4 Aralık 2007 Salı

Language vs. Speech

Although in colloquial parlance we rarely distinguish between language and speech, in actual fact the two are different. Speech is a physiological phenomenon. It involves the use of the organs of the vocal apparatus—the tongue, the teeth, the epiglottis, etc.—to deliver language, which is a mental code. Language is commonly delivered
as... speech; but it can also be expressed through other media, such as the alphabetic and the gestural ones. One can have language without speech, as do individuals with impaired vocal organs, because it exists as a mental code. But one cannot, clearly, have speech without language.


There is a strong possibility that language developed before speech in the human species. The evidence, however, is indirect. At birth, the larynx in human infants is high in the neck, as it is in other primates. Infants breathe, swallow, and vocalize in ways that are physiologically similar to gorillas and chimps. But, some time around the first three to six months of life, the infant's larynx starts to descend gradually into the neck, dramatically altering the ways in which the child will carry out laryngeal physiological functions from then on. Nobody knows why this descent occurs. It is an anatomical phenomenon that is unique to humans.

This new low position means that the respiratory and digestive tracts now cross above the larynx. This entails a few risks: food can easily lodge in the entrance of the larynx, and humans cannot drink and breathe simultaneously without choking. But in compensation, it produces a pharyngeal chamber above the vocal folds that can modify sound.
The lowered larynx makes it possible for human beings to articulate sounds with the vocal apparatus. The specific sounds that are used in a language to make up vocal signifiers are called phonemes.

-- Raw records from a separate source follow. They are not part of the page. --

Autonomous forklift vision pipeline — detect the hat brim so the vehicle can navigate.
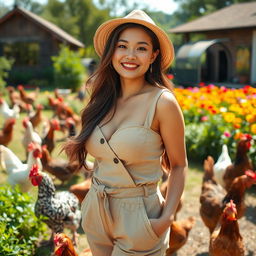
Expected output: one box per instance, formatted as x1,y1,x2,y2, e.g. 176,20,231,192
93,18,174,70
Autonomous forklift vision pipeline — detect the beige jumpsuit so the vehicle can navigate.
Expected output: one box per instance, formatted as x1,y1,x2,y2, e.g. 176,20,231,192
81,89,170,256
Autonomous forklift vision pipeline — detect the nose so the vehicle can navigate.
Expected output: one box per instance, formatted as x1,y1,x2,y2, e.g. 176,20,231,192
126,49,136,59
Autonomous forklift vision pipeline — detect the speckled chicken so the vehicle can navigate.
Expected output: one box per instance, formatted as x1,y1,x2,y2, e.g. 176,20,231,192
29,165,81,244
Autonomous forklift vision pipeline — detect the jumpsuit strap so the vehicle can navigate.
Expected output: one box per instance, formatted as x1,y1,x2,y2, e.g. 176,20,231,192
144,89,169,128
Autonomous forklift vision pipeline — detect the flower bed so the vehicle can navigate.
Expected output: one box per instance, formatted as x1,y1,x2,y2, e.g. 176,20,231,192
175,84,256,166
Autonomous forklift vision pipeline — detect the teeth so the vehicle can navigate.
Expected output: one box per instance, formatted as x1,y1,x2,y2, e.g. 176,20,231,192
123,63,137,68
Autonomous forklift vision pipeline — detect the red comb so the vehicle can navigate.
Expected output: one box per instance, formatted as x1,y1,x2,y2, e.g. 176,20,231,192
28,142,35,152
245,170,256,180
29,164,39,178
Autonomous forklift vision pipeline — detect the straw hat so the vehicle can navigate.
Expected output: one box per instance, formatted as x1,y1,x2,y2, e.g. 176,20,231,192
93,10,174,70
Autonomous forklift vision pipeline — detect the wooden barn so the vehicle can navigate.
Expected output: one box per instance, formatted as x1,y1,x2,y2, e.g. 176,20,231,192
0,7,84,84
170,2,256,85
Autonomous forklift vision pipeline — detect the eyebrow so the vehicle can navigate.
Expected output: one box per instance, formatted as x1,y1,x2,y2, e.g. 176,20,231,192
118,39,149,45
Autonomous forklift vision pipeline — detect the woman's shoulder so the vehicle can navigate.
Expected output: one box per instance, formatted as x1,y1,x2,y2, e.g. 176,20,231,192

The phoneme is a minimal unit of sound that allows people who speak a language to differentiate its words. For example, what keeps words such as sip and zip distinct is the first sound. The phonemic difference between s and z can be discerned in the vibration of the vocal cords in the larynx. Putting an index and middle finger over the larynx and articulating these two sounds will immediately make the difference between s and z quite evident—the cords vibrate during the pronunciation of z, but not of s. The two sounds are otherwise articulated in the same way. Phonemic distinctions are perceived by the hearing center of the brain and produced through its motor pathways via a complex system of coordination between brain and vocal organs.

There are twelve cranial nerves. Seven of these link the brain with the vocal organs. Some perform a motor function, controlling the movement of muscles, while others perform a sensory function, sending signals to the brain. The larynx controls the flow of air to and from the lungs, so as to prevent food, foreign objects, or other substances from entering the trachea on their way to the stomach. The ability to control the vocal folds makes it possible to build up pressure within the lungs and to emit air not only for expiration purposes, but also for the production of sound. These physiological conditions were prerequisites for the development of vocal speech in the species too. Interestingly, research on the casts of human skulls has established that the lowering of the larynx did not take place earlier than 100,000 years ago. This is fairly persuasive evidence that there may have been language without speech in pre-Homo Sapiens species. The most probable mode of delivery of language was gesture. When speech became physiologically possible, it is likely that it was used in tandem with the previous gestural signs, not replacing them completely. This is the most likely reason why we still use gesture as a default mode of communication (when vocal speech is impossible), and why we gesticulate when we speak.